Para não repetir a crise que houve na Amazônia em 2023, quando a estiagem dos rios impediu a navegação e deixou regiões desabastecidas de alimentos e remédios, o novo pacto da União com os Estados quer criar estratégias preventivas.
"Tivemos de fazer uma operação de guerra para levar cestas básicas no ano passado. Esse ano é fundamental esse preparo. Uma hora a gente tem de agir na seca; e outra na cheia", disse Marina. A catástrofe que devastou o Rio Grande do Sul também expõe a necessidade de planos preventivos e de respostas a desastres e eventos climáticos extremos.
Questionado pela reportagem, o ministério não deu mais detalhes sobre o plano de ação no Pantanal.
Em Mato Grosso do Sul, 95% do território enfrenta seca de moderada a severa. Nos parques estaduais e em propriedades rurais mais sujeitas a incêndios florestais, os bombeiros orientam o manejo do excesso de biomassa com o uso do fogo, ou seja, destruir a palhada com pequenas queimadas para evitar um incêndio maior.

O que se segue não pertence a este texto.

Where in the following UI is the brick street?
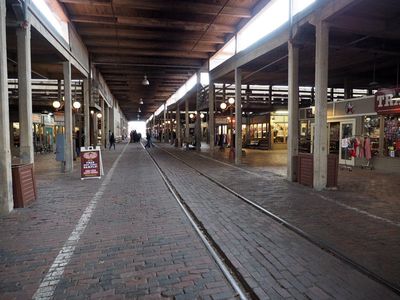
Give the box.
[0,144,399,299]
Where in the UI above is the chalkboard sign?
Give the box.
[80,147,103,180]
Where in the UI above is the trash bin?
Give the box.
[11,164,37,208]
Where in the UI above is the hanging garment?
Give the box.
[342,138,350,148]
[364,137,372,160]
[353,138,360,157]
[358,139,365,158]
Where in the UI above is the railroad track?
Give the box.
[142,145,400,299]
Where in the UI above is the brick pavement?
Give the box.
[0,144,234,299]
[151,147,400,299]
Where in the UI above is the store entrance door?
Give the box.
[339,119,356,166]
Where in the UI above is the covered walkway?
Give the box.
[0,144,400,299]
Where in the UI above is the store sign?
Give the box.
[32,114,42,124]
[81,147,103,180]
[375,88,400,114]
[54,112,64,123]
[42,114,54,126]
[215,117,228,125]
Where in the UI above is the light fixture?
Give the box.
[142,75,150,85]
[72,101,81,109]
[368,53,379,88]
[53,100,61,109]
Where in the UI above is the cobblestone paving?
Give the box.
[153,147,400,299]
[0,144,235,299]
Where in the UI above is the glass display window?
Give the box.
[384,115,400,157]
[362,116,380,155]
[271,114,288,144]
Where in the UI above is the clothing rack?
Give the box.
[341,134,374,171]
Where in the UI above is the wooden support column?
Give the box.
[314,20,329,191]
[235,68,243,165]
[63,61,74,173]
[208,81,215,153]
[185,98,189,148]
[103,105,110,149]
[0,0,14,215]
[175,102,182,148]
[287,41,299,181]
[100,99,105,148]
[83,79,90,147]
[17,15,34,164]
[163,103,168,143]
[379,115,385,157]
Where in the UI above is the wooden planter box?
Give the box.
[297,153,339,187]
[12,164,37,208]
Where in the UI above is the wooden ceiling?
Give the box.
[218,0,400,89]
[59,0,269,120]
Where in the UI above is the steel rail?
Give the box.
[157,146,400,295]
[140,143,253,300]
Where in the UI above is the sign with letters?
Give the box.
[375,88,400,114]
[80,147,104,180]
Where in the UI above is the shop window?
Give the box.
[363,116,379,155]
[384,116,400,157]
[271,114,288,144]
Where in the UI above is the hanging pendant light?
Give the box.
[142,75,150,85]
[368,54,379,88]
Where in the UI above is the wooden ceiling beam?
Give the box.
[89,47,209,59]
[92,54,204,70]
[85,38,217,52]
[70,15,235,33]
[59,0,252,18]
[79,24,225,45]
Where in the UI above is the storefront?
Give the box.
[243,111,288,150]
[299,90,400,172]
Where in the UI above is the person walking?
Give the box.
[144,131,154,148]
[109,132,115,150]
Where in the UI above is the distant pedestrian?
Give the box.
[144,131,154,148]
[109,132,115,150]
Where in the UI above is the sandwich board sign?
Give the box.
[80,146,104,180]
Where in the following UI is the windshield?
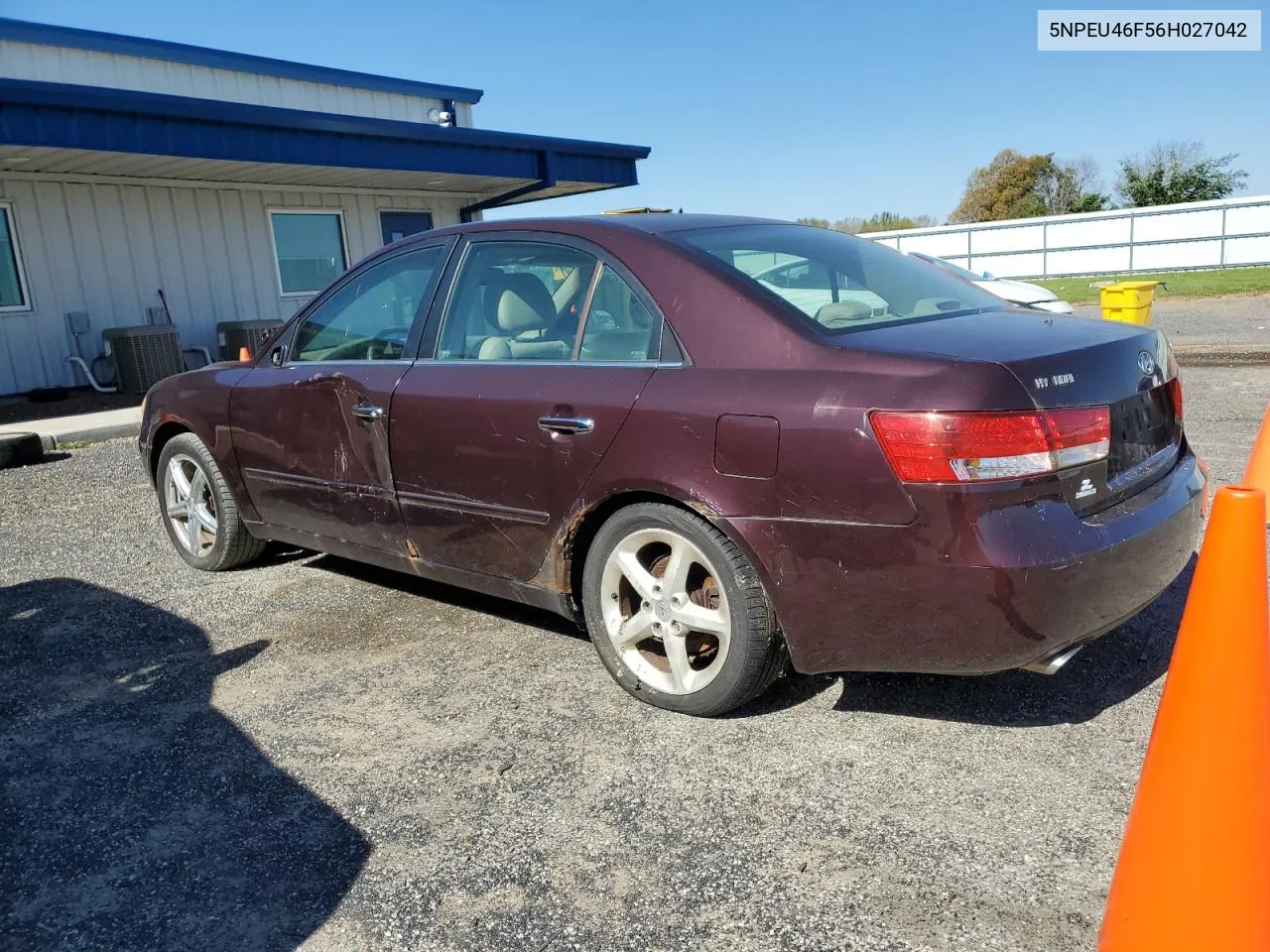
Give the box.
[667,225,1002,334]
[909,251,987,281]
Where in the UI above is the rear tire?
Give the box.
[581,503,786,717]
[155,432,267,572]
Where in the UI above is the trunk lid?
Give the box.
[834,309,1183,514]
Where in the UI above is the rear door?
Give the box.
[391,235,661,579]
[230,241,449,552]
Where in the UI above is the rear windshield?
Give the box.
[667,225,1007,334]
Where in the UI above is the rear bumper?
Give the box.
[724,449,1206,674]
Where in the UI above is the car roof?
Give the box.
[424,212,793,237]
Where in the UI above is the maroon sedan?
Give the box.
[140,214,1206,715]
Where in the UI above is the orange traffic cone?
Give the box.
[1098,486,1270,952]
[1243,407,1270,522]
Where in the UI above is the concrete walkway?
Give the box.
[0,407,141,449]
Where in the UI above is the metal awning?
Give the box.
[0,78,649,210]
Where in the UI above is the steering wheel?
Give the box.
[366,327,410,361]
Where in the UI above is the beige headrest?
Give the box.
[496,274,557,332]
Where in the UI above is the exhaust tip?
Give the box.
[1022,645,1084,674]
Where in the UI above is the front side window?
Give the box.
[269,212,348,295]
[291,248,442,361]
[437,241,599,361]
[0,207,27,307]
[668,225,1006,334]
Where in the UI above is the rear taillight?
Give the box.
[869,407,1111,482]
[1166,377,1183,422]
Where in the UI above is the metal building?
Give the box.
[0,19,649,394]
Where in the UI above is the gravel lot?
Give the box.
[0,367,1270,952]
[1076,292,1270,349]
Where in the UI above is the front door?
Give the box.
[230,244,447,552]
[391,239,661,579]
[380,212,432,245]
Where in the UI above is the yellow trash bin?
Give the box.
[1099,281,1161,326]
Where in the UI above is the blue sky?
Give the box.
[0,0,1270,221]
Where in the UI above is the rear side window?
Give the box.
[437,241,599,361]
[577,268,655,362]
[667,225,1006,334]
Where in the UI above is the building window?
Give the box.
[269,210,348,296]
[0,205,28,311]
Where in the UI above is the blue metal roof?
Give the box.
[0,78,649,198]
[0,17,484,103]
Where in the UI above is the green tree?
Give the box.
[1035,159,1111,214]
[798,212,936,235]
[1116,142,1248,208]
[949,149,1108,222]
[858,212,935,232]
[949,149,1054,223]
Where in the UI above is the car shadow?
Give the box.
[834,556,1195,727]
[309,554,590,641]
[0,579,371,952]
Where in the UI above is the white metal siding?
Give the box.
[863,195,1270,278]
[0,40,456,126]
[0,177,463,394]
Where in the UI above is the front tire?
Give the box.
[155,432,266,572]
[581,503,785,717]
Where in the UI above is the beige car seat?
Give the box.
[476,274,572,361]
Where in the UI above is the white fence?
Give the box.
[862,195,1270,278]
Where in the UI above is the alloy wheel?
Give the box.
[164,453,218,556]
[600,528,731,694]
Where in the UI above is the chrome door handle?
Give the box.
[539,416,595,434]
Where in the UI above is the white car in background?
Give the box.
[904,251,1074,313]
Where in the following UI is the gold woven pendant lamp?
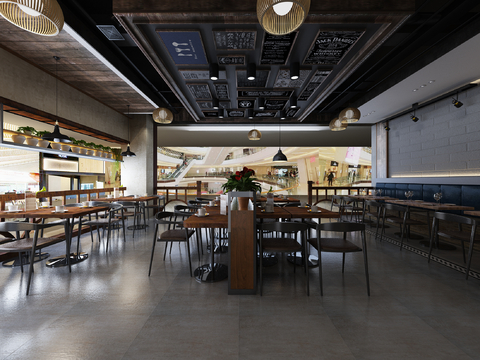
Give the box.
[152,108,173,124]
[338,108,361,124]
[328,118,347,131]
[257,0,310,35]
[0,0,64,36]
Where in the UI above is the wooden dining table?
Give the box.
[183,206,340,282]
[0,206,108,272]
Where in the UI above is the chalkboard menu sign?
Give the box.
[187,84,212,100]
[237,70,270,88]
[217,55,245,65]
[213,83,230,100]
[260,31,298,65]
[197,101,230,109]
[297,70,331,101]
[202,111,218,117]
[255,111,277,117]
[228,110,245,117]
[237,99,255,109]
[287,108,300,117]
[237,90,293,97]
[178,69,227,80]
[273,69,312,88]
[265,99,288,110]
[303,30,364,65]
[213,30,257,50]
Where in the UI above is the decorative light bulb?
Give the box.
[17,4,42,16]
[273,1,293,16]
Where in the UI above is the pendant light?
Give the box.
[42,56,72,143]
[247,109,262,141]
[0,0,64,36]
[257,0,310,35]
[273,122,288,162]
[120,105,137,157]
[338,108,361,124]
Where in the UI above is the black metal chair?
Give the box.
[382,203,431,250]
[428,212,480,279]
[257,222,310,295]
[145,195,165,218]
[148,211,196,276]
[82,201,126,251]
[308,222,370,296]
[0,220,65,295]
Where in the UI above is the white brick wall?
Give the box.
[376,86,480,183]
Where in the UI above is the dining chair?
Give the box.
[428,212,480,279]
[82,201,126,251]
[148,211,196,276]
[257,222,310,295]
[0,220,65,295]
[145,195,165,218]
[380,203,431,250]
[362,200,383,240]
[307,222,370,296]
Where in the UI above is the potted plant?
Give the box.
[222,166,262,210]
[36,131,50,148]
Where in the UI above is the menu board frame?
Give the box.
[260,31,298,66]
[303,29,365,65]
[212,29,257,51]
[186,83,212,100]
[155,29,208,66]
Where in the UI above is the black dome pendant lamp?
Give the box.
[120,105,137,157]
[273,122,288,162]
[42,56,72,143]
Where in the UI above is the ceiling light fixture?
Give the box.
[120,105,137,157]
[257,0,310,35]
[212,98,220,110]
[42,56,72,143]
[452,93,463,109]
[273,122,288,162]
[328,118,347,131]
[247,63,257,81]
[338,108,361,124]
[290,62,300,80]
[0,0,64,36]
[152,108,173,124]
[257,98,265,110]
[290,95,298,109]
[209,63,219,81]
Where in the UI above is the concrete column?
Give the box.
[122,115,155,195]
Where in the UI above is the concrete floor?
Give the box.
[0,211,480,360]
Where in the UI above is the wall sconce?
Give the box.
[209,63,219,81]
[247,63,257,81]
[290,62,300,80]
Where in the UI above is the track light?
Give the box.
[290,62,300,80]
[210,63,219,81]
[257,98,265,110]
[290,95,297,109]
[452,98,463,108]
[247,63,257,81]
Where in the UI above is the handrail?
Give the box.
[157,181,202,205]
[308,181,375,205]
[0,187,127,211]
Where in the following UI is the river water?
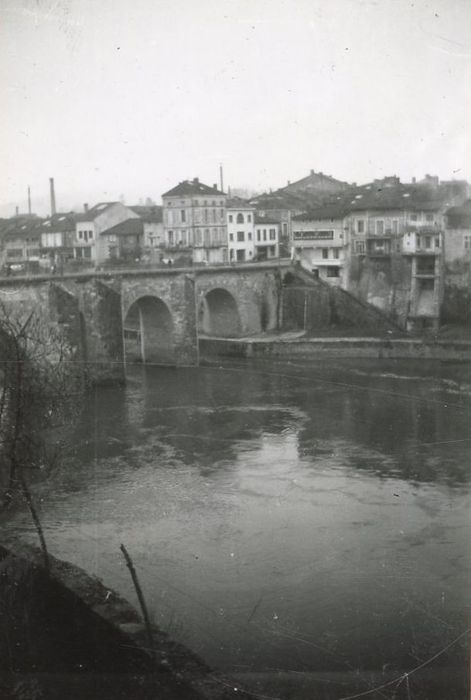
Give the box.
[4,360,471,697]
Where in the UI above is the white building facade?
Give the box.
[162,178,228,264]
[226,204,255,262]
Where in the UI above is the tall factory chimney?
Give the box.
[219,163,224,192]
[49,177,56,216]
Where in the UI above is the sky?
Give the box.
[0,0,471,216]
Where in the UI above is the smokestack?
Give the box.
[49,177,56,216]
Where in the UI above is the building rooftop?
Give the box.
[0,215,43,240]
[162,177,225,197]
[76,202,120,221]
[100,219,144,236]
[129,204,163,224]
[254,214,279,226]
[41,212,77,233]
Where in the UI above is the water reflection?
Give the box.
[4,362,471,697]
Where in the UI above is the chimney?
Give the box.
[49,177,56,216]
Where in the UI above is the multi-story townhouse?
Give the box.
[131,204,165,262]
[347,177,445,330]
[162,178,228,263]
[40,212,76,269]
[73,202,139,263]
[292,204,348,286]
[226,199,255,262]
[1,214,42,273]
[444,199,471,267]
[254,215,280,260]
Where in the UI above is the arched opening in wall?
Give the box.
[123,296,175,365]
[260,298,271,331]
[198,289,242,338]
[78,311,88,367]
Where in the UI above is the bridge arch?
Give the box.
[198,287,242,338]
[123,296,175,365]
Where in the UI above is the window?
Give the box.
[419,279,435,292]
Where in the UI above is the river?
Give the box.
[3,360,471,697]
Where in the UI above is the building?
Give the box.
[40,212,76,269]
[292,205,348,286]
[73,202,139,263]
[0,214,42,273]
[162,178,228,264]
[249,190,307,256]
[226,199,256,262]
[96,218,144,263]
[444,199,471,265]
[346,176,447,330]
[131,204,165,263]
[254,215,280,260]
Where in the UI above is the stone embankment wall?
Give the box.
[347,254,412,328]
[281,270,401,335]
[441,260,471,328]
[200,338,471,362]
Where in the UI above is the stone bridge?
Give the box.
[0,263,289,381]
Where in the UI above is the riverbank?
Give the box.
[199,333,471,362]
[0,542,249,700]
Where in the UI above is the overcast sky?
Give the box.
[0,0,471,215]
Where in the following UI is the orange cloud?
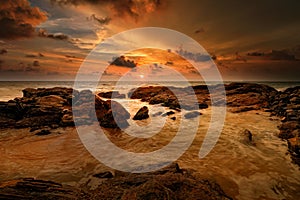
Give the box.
[0,0,47,39]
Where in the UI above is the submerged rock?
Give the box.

O governo estadual instalou 13 bases avançadas do Corpo de Bombeiros em áreas de difícil acesso. A medida permite conter os focos ainda no início, evitando que se alastrem. Os locais estão equipados com veículos, barcos, moto-gerador, equipamentos de combate a incêndio e estrutura, como utensílios de cozinha e suprimentos para que as equipes permaneçam nos postos na temporada de incêndios.
A previsão é de que as bases só sejam desmontadas em setembro. "É uma logística que nos permite atuar efetivamente na prevenção e dar resposta rápida em caso de incêndio", diz o tenente-coronel Leonardo Congro, que preside o Comitê de Combate ao Fogo do MS.
Em Mato Grosso, o governo informou ter investido R$ 30,9 milhões nas ações de prevenção e combate a incêndios florestais, incluindo a locação de quatro aviões e a contratação de 150 brigadistas para apoiar ações do Corpo de Bombeiros.
O período de proibição do uso de fogo para atividades agrícolas no Pantanal, que terminaria em 30 de novembro, foi estendido para 31 de dezembro. Decreto governamental permite a queima controlada de biomassa em áreas críticas, sob supervisão dos bombeiros.